Bodoit water

Every Twentyfour hours 10


Second day at Camping Campeole San Galimer.

No mistakes today with a supervised tour. I attempted to upload some blogs with no success and then retired to the pool where I read most of the day.

I acquired the French flag on my cheek from a guide who said they were celebrating Bastille day in advance. They were so good with the children. They dressed them up in the French colours and organised a parade around the campsite led by the guides in an electric cart playing music. The children sang ‘a l’Hopital’ at the tops of their voices-recreating the herding of the royal family to the Gallows in 1898. So cute!!!

I still felt I had not got to grips with San Galimer. I had not located the casino or the Badoit source or found a decent coffee shop. Nor had I decided whether to stay another day or to leave early next morning.

This time, I was determined to see what the fuss was about the water was. The roundabout coming into the town has an enormous fountain surrounded by masses of flowers. This leads on to a bridge flanked on both sides by boxes of abundant flowers. Below this is a lawn with the words BADOIT picked out in it and a structure like a bandstand in the middle. People were coming and going from this structure. What they were in fact doing, was filling their bottles with Badoit sparkling water, coming straight out of taps on the bandstand. Each resident is entitled to twelve bottles of water a day and that includes tourists.

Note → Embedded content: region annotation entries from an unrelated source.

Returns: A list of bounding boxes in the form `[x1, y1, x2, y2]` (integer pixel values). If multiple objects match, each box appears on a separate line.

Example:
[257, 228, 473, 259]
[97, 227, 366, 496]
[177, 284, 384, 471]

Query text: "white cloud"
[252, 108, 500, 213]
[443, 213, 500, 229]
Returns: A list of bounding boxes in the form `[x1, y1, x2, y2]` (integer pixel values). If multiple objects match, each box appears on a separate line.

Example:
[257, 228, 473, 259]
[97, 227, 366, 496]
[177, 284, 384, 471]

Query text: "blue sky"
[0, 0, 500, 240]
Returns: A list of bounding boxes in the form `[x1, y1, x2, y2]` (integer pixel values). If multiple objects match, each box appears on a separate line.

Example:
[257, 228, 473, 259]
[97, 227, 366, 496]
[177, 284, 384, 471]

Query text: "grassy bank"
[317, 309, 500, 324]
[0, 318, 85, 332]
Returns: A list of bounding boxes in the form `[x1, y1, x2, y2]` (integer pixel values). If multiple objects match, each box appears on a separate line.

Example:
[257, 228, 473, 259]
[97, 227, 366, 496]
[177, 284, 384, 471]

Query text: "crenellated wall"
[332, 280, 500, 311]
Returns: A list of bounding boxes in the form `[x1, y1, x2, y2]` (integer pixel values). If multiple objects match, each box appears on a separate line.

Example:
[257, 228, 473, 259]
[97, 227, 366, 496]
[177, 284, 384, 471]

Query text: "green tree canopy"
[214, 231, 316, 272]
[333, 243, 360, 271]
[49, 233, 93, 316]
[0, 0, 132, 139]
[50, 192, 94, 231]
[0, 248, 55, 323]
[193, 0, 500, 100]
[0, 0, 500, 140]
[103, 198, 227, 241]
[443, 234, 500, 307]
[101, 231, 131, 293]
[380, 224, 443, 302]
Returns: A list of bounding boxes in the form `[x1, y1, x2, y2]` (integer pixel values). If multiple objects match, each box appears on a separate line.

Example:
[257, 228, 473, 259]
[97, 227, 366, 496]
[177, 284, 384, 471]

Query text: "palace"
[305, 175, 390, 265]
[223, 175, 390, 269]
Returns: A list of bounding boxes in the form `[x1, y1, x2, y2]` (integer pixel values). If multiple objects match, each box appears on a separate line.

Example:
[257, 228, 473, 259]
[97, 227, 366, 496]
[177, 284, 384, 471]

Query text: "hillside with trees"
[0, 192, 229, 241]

Feeling I was getting somewhere, I then started looking for a coffee shop and eventually took the advice of the customer service lady in the Supermarket to go towards the Church. Armed with this intelligence I made my way up the hill, remembering to keep right.

Bingo – the winding streets, the church surrounded by families eating out in their gardens, and in front, just below the church, the Mairie or the town Hall. In front of that was a Marche or Market like our Farmer’s markets. Sometimes, you find everything in a space of two hours, usually just before you leave.

Facing the Mairie was the nearest thing to a pub you will find in France, complete with a waitress named Giselle serving coffee outside where you could observe the comings and goings at your leisure.  I was not long there when the man next to me asked me if I was Irish and was that my car around the corner. His son is working in Dublin with a large multinational and his grandson spoke French with an accent just like mine. He had not a word of English, and I was happy to dredge up as much as I could of the Parley vous.

I felt I had cracked the town at this point. I was happy to leave the next morning. Back to the Camping and another Rock Concert. This time it was a serious band with drum kit, bass guitar, roadie and emaciated female lead singer.

They downed tools after about seven numbers.

One of the great plusses of this area is that the nights get so cool, ensuring a good night’s sleep.